Discussione:
Gli arabi che non ti aspetti...
(troppo vecchio per rispondere)
Namib
2010-07-02 17:20:38 UTC
Permalink
http://milleorienti.wordpress.com/2010/06/30/se-i-deputati-leghisti-hanno-origini-arabe/

Aljarida (in arabo "il giornale") è un interessante periodico mensile free
press, realizzato a Milano e giunto al suo secondo anno di pubblicazione.
Interessante per varie ragioni: ricco di notizie sul territorio e le
dinamiche dell'immigrazione (ma sempre senza retoriche ideologiche),
informato sul dialogo culturale che intercorre fra le due sponde del
Mediterraneo, e opportunamente scritto in due lingue: italiano e arabo.

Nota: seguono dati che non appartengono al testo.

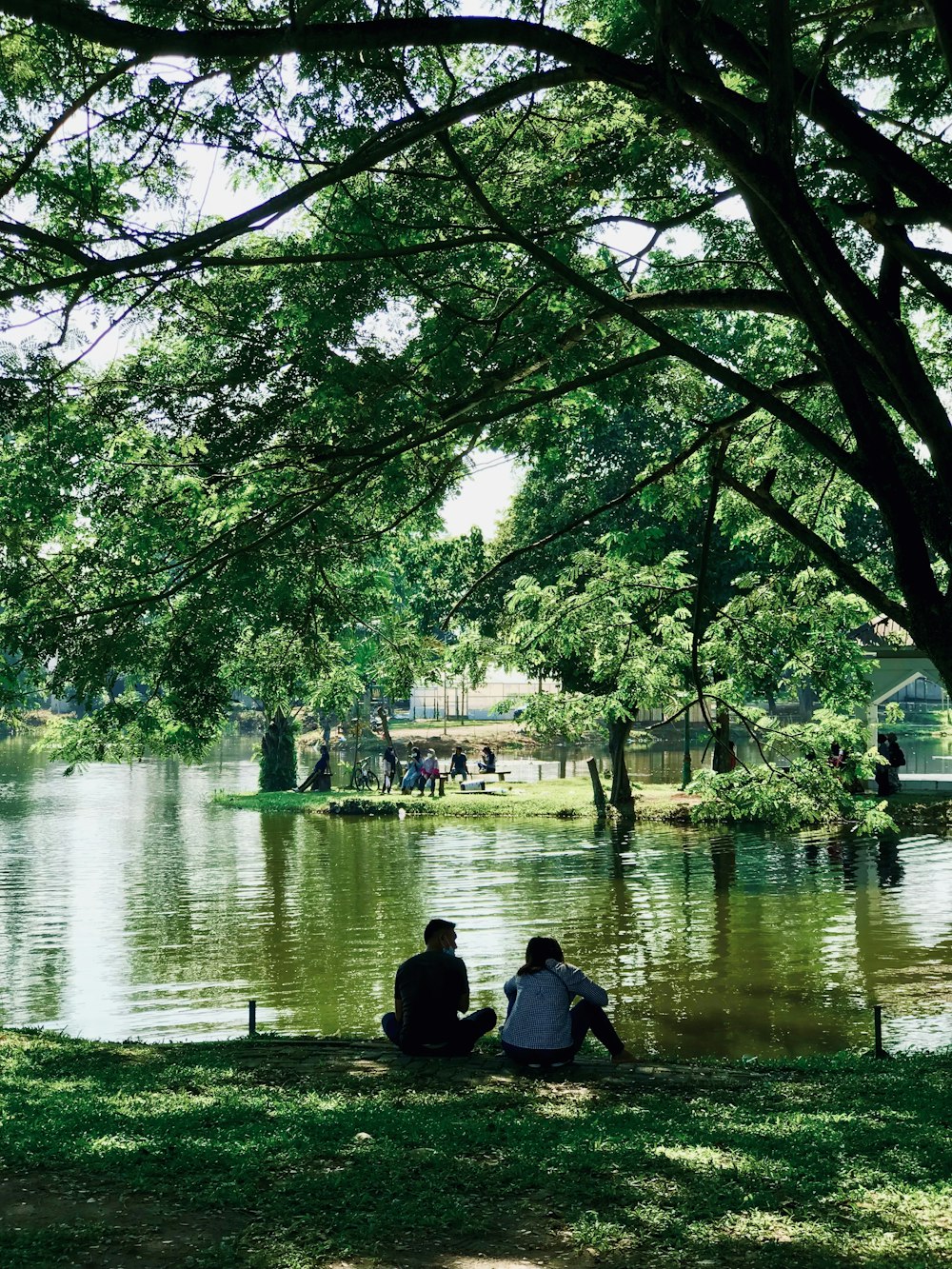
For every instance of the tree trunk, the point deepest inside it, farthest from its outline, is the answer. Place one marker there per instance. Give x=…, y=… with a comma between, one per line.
x=385, y=724
x=620, y=797
x=722, y=761
x=598, y=792
x=277, y=769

Ora Aljarida invita la cittadinanza a una festa che si terrà a Milano
venerdì 2 luglio dalle 18 a mezzanotte (in villa Pallavicini, via Meucci 3,
Naviglio Martesana) all'insegna della musica egiziana e di ottimi kebab da
gustare.

Ma la ragione per cui vi parlo di Al Jarida è anche un'altra: un articolo
intitolato "Tutto il mondo è Paese". Nell'articolo - che si può leggere sul
numero di giugno 2010 della rivista, oppure sul suo sito - si spiega l'origine
- araba in certi casi , "meridionale" in altri - dei cognomi di alcuni
deputati leghisti.

In sostanza, spiega l'articolo, quando nel 1492 i Mori vennero cacciati
dalla Spagna (Al Andalus, l'Andalusia) alcuni fuggirono nella Repubblica di
Venezia e in particolare in una città che faceva parte del suo territorio,
Brescia. Così, i cognomi di molti bresciani hanno origini arabe.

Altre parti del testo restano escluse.